La longitud de las cadenas de polisacáridos GAG varía sustancialmente según su contexto biológico y puede ser dinámicamente alargada, escindida y modificada por un sistema regulador enzimático altamente complejo7. Es importante destacar que la longitud de las cadenas de polímeros GAG contribuye sustancialmente a su afinidad de unión por los ligandos y, posteriormente, a su función biológica8,9. Por esta razón, la determinación de la función de un GAG endógeno requiere la apreciación de su tamaño. Desafortunadamente, a diferencia de las proteínas y los ácidos nucleicos, existen muy pocas técnicas fácilmente disponibles para detectar y medir los GAG, lo que históricamente ha resultado en una investigación relativamente limitada sobre los roles biológicos de esta diversa familia de polisacáridos.

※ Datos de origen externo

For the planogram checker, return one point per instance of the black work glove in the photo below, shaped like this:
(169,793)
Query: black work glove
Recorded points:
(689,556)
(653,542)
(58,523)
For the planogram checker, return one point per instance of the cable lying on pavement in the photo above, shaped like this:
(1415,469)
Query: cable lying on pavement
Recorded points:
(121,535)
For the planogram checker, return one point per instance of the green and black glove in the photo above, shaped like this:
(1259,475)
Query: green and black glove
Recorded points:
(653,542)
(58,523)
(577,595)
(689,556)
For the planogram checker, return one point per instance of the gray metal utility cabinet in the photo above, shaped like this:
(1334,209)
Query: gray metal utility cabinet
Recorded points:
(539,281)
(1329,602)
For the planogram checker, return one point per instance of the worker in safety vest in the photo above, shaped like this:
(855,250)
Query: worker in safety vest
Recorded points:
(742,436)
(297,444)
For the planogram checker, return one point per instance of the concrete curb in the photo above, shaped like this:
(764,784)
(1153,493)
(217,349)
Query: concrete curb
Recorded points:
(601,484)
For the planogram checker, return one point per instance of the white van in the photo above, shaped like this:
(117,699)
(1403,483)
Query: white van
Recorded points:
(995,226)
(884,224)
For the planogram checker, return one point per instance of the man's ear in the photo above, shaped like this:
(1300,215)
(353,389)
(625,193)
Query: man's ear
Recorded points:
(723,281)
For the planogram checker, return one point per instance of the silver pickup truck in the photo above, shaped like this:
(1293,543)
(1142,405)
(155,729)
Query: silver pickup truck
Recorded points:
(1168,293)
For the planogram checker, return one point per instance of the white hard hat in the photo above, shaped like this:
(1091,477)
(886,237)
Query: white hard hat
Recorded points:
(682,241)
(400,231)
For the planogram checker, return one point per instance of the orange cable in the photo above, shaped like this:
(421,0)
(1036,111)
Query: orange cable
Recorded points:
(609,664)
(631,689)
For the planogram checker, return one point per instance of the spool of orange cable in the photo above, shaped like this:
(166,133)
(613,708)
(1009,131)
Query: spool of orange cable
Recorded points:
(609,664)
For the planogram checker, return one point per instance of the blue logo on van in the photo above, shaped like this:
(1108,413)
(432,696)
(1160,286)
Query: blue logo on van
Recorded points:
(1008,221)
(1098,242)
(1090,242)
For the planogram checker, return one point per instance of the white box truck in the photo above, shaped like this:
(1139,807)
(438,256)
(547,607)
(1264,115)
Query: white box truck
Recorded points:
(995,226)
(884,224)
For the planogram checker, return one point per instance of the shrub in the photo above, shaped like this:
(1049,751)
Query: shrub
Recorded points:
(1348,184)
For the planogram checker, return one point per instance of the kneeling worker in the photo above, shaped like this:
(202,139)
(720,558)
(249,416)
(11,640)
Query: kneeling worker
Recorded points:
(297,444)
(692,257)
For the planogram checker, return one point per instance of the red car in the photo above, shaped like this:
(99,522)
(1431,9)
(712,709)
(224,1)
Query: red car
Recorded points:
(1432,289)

Este artículo describe cómo aislar y purificar los GAG de la mayoría de los tejidos biológicos y, también, describe cómo usar la electroforesis en gel de poliacrilamida (PAGE) para evaluar la longitud de los polímeros aislados con un buen grado de especificidad. A diferencia de otros enfoques glucómicos altamente complejos (y a menudo basados en espectrometría de masas), este método se puede emplear utilizando equipos y técnicas de laboratorio estándar. Este enfoque práctico puede, por lo tanto, ampliar la capacidad de los investigadores para determinar el papel biológico de los GAG nativos y su interacción con ligandos contextualmente importantes.

Protocolo

Todas las muestras biológicas analizadas en este protocolo se obtuvieron de ratones, bajo protocolos aprobados por el Comité Institucional de Cuidado y Uso de Animales de la Universidad de Colorado.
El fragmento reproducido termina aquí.